4. Y I R O

34 6 1
                                    

.
.
.
.
.
.
🎭

Dua jam duduk dikelas membuat pegal. Apalagi harus mendengar guru sejarah bersuara lembut yang seperti menina bobo kan Yiro di tempatnya. Kadang Yiro berfikir. Mengapa sejarah indonesia ada di MIA? padahal alasan ia berjuang masuk ilmu alam adalah menghindari dongeng pengantar tidur itu.

Matanya bergulir ke kanan. Sudah lah, Yiro bosan juga melihat wajah tembok yang tidak mengantuk, tidak marah, tapi juga tidak suka pada pelajaran sejarah. Ralat, lebih tepatnya pada seluruh pelajaran. Atau pada sekolah?
Bahkan Yiro yakin, jika ia melemparkan granat padanya, Mesta tetap tidak bergeming.

Dia berpaling melirik Narinci yang sekarang sudah sibuk membuat origami. Tidak memperdulikan ibu Unda yang mulutnya sudah berbusa. Ia sibuk melipat dengan berbagai bentuk. Dari bentuk bunny yang paling mudah hingga bentuk naga yang paling rumit.

"Jago ya kamu buatnya," puji Yiro sambil memperlihatkan dua jempol pada Narinci. Gadis berkucir kuda itu tersenyum.

"Lagi bosen." Narinci terkikik. Lalu kembali melanjutkan sayap kupu-kupu yang harus ia lengkungkan agar nampak sempurna.

"Banyak banget kertasnya. Beli?"

"Enggak kok. Dapet dari Bu Eni. Sisa prakarya kelas sepuluh kemarin."

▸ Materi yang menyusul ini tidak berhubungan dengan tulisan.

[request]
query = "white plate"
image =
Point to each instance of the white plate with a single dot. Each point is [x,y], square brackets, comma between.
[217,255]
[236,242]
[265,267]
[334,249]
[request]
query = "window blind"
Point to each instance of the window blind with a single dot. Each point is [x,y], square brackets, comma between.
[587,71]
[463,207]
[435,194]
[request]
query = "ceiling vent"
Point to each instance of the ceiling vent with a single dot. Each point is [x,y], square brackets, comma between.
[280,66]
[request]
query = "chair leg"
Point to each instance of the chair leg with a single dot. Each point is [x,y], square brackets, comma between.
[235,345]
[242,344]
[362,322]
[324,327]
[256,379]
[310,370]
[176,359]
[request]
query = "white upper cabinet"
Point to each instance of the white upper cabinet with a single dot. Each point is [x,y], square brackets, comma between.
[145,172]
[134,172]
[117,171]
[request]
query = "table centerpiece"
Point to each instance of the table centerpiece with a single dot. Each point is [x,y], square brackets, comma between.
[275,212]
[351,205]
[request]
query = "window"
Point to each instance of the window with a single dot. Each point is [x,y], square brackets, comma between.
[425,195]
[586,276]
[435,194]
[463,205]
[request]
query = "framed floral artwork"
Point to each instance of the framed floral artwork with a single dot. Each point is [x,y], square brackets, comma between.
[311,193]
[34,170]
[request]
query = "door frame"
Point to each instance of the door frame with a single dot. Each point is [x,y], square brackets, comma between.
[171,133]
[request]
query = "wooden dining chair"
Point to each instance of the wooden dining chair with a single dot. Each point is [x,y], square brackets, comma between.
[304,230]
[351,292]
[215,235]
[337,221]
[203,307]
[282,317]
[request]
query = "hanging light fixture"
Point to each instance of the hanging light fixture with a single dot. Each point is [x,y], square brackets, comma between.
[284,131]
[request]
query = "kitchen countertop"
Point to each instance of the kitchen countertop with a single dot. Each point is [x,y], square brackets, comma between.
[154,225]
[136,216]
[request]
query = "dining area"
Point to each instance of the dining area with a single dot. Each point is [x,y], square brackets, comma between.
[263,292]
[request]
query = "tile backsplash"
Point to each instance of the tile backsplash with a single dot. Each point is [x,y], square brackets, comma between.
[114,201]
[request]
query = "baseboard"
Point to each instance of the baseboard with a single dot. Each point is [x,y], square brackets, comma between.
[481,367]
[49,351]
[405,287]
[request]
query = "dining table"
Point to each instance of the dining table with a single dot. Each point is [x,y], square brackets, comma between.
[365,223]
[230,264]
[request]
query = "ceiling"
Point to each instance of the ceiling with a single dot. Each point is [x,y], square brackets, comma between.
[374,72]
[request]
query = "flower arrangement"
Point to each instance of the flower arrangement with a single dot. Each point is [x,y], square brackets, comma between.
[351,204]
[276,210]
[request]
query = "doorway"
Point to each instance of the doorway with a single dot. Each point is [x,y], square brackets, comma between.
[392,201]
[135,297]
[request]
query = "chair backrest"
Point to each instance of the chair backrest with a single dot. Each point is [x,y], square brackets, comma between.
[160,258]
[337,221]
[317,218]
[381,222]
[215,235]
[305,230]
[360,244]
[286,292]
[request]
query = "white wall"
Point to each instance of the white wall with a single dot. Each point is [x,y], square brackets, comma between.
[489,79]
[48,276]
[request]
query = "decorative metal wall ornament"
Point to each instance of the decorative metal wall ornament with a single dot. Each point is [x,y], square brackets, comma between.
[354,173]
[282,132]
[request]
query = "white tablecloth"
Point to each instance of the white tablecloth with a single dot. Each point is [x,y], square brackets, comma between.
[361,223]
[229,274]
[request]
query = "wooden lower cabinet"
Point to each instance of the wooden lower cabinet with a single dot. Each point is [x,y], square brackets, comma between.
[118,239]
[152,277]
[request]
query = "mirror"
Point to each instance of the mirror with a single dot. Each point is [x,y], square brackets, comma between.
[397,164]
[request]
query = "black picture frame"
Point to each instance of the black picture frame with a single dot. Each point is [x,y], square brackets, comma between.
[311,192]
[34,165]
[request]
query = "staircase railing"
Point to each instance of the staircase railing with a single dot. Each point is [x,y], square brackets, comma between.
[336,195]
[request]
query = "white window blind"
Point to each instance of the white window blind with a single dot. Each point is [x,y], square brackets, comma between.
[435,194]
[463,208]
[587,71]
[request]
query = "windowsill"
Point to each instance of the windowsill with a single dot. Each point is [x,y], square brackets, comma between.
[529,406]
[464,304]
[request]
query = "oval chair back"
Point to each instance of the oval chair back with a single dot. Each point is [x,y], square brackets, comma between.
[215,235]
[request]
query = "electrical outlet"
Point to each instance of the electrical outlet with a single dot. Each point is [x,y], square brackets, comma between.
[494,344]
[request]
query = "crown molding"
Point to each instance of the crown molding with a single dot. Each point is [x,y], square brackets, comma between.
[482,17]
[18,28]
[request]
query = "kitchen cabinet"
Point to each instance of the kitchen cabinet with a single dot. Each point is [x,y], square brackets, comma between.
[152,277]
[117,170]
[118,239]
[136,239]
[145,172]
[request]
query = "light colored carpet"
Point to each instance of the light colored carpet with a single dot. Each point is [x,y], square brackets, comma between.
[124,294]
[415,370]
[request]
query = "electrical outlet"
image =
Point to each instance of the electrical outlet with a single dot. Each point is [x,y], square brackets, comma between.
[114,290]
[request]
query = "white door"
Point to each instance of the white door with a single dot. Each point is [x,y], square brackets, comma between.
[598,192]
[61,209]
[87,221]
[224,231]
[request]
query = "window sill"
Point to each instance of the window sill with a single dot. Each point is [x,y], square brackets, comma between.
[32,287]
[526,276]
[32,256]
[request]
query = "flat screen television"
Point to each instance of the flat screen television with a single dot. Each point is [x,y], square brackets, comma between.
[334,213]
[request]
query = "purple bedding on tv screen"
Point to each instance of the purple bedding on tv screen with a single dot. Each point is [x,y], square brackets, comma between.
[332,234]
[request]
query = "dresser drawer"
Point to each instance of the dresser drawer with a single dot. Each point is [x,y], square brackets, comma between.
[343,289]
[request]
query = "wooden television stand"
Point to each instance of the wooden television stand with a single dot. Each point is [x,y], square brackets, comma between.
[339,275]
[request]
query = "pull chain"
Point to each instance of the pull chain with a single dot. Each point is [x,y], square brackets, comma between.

"Emang nggk dimarah kamu ambil semua?"

"Saya disuruh buang sampah dari dewan guru tadi. Sampahnya penuh sama kertas origami. Kan sayang kalo di buang."

Yiro mengangguk. Lalu kembali memandang ibu Unda yang sekarang sudah diam menatap laptop. Tidak terganggu atau marah melihat sebagian besar muridnya tidur.

"Mes, makan yuk," ajak Yiro. Mesta meliriknya sekilas.

"Masih jam pelajaran." Mesta menjawab sambil memandangi buku yang terbuka di hadapanya.

Yiro mendesah, "kalau gitu aku mau ke kantin. Nggk mau nitip?" melihat Mesta tetap bergeming, Yiro pergi meminta izin atas dasar kebelet. Namun, langkahnya menuju kantin. Yiro tidak sepenuhnya bohong kok. Dia sedang kebelet sekarang, kebelet makan.

Sepuluh menit, dan Yiro sudah masuk kembali ke kelas dengan saku yang membumbung. Narinci tersenyum lebar. Menatap ibu Unda dan Yiro bergantian.

"Cepetan." Narinci melambai-lambai sambil berbicara tanpa suara, saat ibu Unda sibuk mengerjakan sesuatu di laptop.

Yiro selamat tanpa ketahuan.

"Thanks Narin."

"Iya."

"Mau wafer?"

"Boleh." Narinci sigap menangkap sebungkus wafer yang dilempar Yiro. Lalu pemuda sipit itu kembali duduk dan menyerahkan sebungkus roti pada Mesta. Narinci memperhatikan kedua cowok di depanya, dengan mulut mengunyah wafer rasa vanilla. Ia sedikit tidak paham. Mengapa Yiro sanggup bergaul dengan Mesta yang irit bicara. Mesta juga tidak seperti teman-teman lainya yang peduli dan asik di jadikan sahabat.

Bel istirahat berbunyi. Ibu Unda mengucap salam dan pergi keluar kelas. Narinci rasa ini waktu yang tepat untuk bertanya pada Yiro. Tapi ia tidak mungkin membicarakan ini di depan Mesta. Walau Mesta sepertinya acuh tak acuh.